Category Archives: Computation

Spatial Economics for Granular Settings

Economists studying spatial connections are excited about a growing body of increasingly fine spatial data. We’re no longer studying country- or city-level aggregates. For example, many folks now leverage satellite data, so that their unit of observation is a pixel, which can be as small as only 30 meters wide. See Donaldson and Storeygaard’s “The View from Above: Applications of Satellite Data in Economics“. Standard administrative data sources like the LEHD publish neighborhood-to-neighborhood commuting matrices. And now “digital exhaust” extracted from the web and smartphones offers a glimpse of behavior not even measured in traditional data sources. Dave Donaldson’s keynote address on “The benefits of new data for measuring the benefits of new transportation infrastructure” at the Urban Economics Association meetings in October highlighted a number of such exciting developments (ship-level port flows, ride-level taxi data, credit-card transactions, etc).

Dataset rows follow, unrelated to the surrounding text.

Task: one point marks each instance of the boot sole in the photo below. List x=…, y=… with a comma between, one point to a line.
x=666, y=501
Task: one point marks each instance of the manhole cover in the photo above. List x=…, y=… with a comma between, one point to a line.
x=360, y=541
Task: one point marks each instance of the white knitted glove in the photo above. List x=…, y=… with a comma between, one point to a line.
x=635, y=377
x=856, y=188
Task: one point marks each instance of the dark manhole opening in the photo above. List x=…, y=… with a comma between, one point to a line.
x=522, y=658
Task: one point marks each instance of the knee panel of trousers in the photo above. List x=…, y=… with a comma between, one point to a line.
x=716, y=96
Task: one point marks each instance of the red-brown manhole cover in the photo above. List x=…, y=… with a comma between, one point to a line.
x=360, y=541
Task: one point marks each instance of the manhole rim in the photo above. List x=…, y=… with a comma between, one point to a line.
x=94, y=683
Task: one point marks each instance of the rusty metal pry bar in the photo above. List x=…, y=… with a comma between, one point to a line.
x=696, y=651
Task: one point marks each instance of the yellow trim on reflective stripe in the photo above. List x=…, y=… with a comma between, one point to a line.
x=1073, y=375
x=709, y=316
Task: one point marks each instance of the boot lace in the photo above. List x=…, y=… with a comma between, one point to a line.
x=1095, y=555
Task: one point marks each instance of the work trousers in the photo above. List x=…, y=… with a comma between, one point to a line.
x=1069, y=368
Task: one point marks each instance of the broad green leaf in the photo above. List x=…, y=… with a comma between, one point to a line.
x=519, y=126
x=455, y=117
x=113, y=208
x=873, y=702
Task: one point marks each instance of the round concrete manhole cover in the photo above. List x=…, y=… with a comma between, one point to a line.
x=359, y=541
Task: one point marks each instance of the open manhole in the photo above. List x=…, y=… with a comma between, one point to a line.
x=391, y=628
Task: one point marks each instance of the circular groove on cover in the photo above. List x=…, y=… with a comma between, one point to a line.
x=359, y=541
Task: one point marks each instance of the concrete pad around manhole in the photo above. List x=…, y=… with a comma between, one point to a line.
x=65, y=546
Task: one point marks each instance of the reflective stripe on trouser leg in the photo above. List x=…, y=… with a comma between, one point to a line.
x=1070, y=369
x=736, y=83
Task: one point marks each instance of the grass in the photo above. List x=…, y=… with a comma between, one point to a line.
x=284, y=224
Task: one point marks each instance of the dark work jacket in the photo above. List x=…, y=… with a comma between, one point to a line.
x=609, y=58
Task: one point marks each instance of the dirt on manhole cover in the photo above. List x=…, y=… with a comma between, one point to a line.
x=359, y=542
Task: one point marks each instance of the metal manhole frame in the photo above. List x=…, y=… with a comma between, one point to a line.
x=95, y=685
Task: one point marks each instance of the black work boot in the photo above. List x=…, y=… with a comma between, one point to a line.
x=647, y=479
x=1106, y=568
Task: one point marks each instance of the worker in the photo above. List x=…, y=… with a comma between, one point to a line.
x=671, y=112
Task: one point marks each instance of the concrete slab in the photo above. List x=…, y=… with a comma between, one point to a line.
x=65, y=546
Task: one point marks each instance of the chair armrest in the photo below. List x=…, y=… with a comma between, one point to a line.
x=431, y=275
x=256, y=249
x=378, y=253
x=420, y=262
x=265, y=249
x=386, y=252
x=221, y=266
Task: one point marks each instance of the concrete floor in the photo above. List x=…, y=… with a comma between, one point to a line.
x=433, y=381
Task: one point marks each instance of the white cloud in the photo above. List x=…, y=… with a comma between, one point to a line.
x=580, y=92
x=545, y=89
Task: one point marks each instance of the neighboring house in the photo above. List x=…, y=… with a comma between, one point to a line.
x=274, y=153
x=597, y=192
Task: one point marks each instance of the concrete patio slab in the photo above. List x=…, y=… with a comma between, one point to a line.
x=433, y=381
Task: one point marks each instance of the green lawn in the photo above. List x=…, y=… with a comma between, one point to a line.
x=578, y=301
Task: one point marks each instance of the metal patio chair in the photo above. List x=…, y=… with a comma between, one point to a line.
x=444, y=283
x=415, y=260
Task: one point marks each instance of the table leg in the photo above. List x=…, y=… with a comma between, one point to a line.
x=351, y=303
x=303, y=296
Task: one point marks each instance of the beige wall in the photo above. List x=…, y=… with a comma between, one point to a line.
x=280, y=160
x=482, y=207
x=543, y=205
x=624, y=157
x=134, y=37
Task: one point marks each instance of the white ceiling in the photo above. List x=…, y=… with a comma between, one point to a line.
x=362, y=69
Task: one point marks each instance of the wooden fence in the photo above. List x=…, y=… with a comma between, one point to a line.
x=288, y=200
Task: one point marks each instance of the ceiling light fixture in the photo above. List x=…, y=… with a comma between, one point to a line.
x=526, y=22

But finer and finer data are not a free lunch. Big datasets bring computational burdens, of course, but more importantly our theoretical tools need to keep up with the data we’re leveraging. Most models of the spatial distribution of economic activity assume that the number of people per place is reasonably large. For example, theoretical results describing space as continuous formally assume a “regular” geography so that every location has positive population. But the US isn’t regular, in that it has plenty of “empty” land: more than 80% of the US population lives on only 3% of its land area. Conventional estimation procedures aren’t necessarily designed for sparse data sets. It’s an open question how well these tools will do when applied to empirical settings that don’t quite satisfy their assumptions.

Felix Tintelnot and I examine one aspect of this challenge in our new paper, “Spatial Economics for Granular Settings“. We look at commuting flows, which are described by a gravity equation in quantitative spatial models. It turns out that the empirical settings we often study are granular: the number of decision-makers is small relative to the number of economic outcomes. For example, there are 4.6 million possible residence-workplace pairings in New York City, but only 2.5 million people who live and work in the city. Applying the law of large numbers may not work well when a model has more parameters than people.

Felix and I introduce a model of a “granular” spatial economy. “Granular” just means that we assume that there are a finite number of individuals rather than an uncountably infinite continuum. This distinction may seem minor, but it turns out that estimated parameters and counterfactual predictions are pretty sensitive to how one handles the granular features of the data. We contrast the conventional approach and granular approach by examining these models’ predictions for changes in commuting flows associated with tract-level employment booms in New York City. When we regress observed changes on predicted changes, our granular model does pretty well (slope about one, intercept about zero). The calibrated-shares approach (trade folks may know this as “exact hat algebra“), which perfectly fits the pre-event data, does not do very well. In more than half of the 78 employment-boom events, its predicted changes are negatively correlated with the observed changes in commuting flows.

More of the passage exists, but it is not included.